I also have to say I agree with Front Ranger regarding a sliding scale of sexuality for all human beings. I do think it's possible, however, that Jack was "more gay" on the scale than Ennis, but Ennis was WAY more uncomfortable with how "gay" he was. I still love the notion that Story Ennis was only "queer" for Jack - and I think it makes it more endearing regarding their relationship that Jack may have been Ennis's only male sexual partner, and of course his only true love.

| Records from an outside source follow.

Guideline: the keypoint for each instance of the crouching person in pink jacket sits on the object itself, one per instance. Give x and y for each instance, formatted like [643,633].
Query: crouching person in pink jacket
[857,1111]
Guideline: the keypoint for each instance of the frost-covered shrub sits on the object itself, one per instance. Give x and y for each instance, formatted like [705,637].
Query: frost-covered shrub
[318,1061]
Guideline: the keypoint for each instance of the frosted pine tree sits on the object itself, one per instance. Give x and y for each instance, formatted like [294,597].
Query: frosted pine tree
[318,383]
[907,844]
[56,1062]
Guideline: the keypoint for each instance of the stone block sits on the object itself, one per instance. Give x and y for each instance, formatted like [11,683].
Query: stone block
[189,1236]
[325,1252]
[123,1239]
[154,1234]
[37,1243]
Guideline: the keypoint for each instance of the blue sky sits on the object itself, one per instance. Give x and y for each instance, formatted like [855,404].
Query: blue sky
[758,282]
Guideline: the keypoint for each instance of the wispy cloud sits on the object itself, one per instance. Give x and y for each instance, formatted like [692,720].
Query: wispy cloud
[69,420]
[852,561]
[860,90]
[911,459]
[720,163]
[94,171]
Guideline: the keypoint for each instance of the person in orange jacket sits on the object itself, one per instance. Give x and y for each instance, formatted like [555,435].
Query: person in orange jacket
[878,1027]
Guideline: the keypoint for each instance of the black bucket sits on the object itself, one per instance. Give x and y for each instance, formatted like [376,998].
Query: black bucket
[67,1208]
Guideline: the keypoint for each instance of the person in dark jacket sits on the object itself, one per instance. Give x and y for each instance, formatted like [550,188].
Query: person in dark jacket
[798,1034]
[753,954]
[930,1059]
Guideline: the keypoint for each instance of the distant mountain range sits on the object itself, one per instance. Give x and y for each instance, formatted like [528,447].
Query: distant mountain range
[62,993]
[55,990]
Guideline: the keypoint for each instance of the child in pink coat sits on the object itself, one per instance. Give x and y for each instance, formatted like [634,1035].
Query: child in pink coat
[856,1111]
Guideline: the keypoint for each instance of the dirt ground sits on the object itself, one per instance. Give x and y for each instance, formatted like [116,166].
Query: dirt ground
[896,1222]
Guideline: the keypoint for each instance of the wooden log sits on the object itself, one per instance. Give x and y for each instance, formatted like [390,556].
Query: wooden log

Finally, the story is earthier in terms of the sex, because it did keep going all through the relationship, right out there for us to see it. In the film, we are bereft of seeing even that comfort for the boys (except for 10 seconds of cuddling during sleep on their last-ever night together . . . OK, now I'm getting really sad

).
I want to apologize to anyone who has heard these thoughts from me before, because I don't remember all the posts I made last winter. I miss having them to review - so sad they were on IMDB and not here! But mostly from others crashing, bashing and trying my posts, and from a lot of exposure to the film and the story at the time (I saw the film 11 times, I think, on screen, but read the story almost every day for several months), I felt I was beginning to get a handle on my story experience, and the insight it provided me into these characters. However, now I feel somewhat lost, and I'm approaching old beliefs and arguments with a strange sense of deja vu. So if any of you find me rehashing old stuff - please be patient! And I do love everyone's input - it's so enlightening - thesis, antithesis, resolution of a new thesis that itself gets bashed into something even better.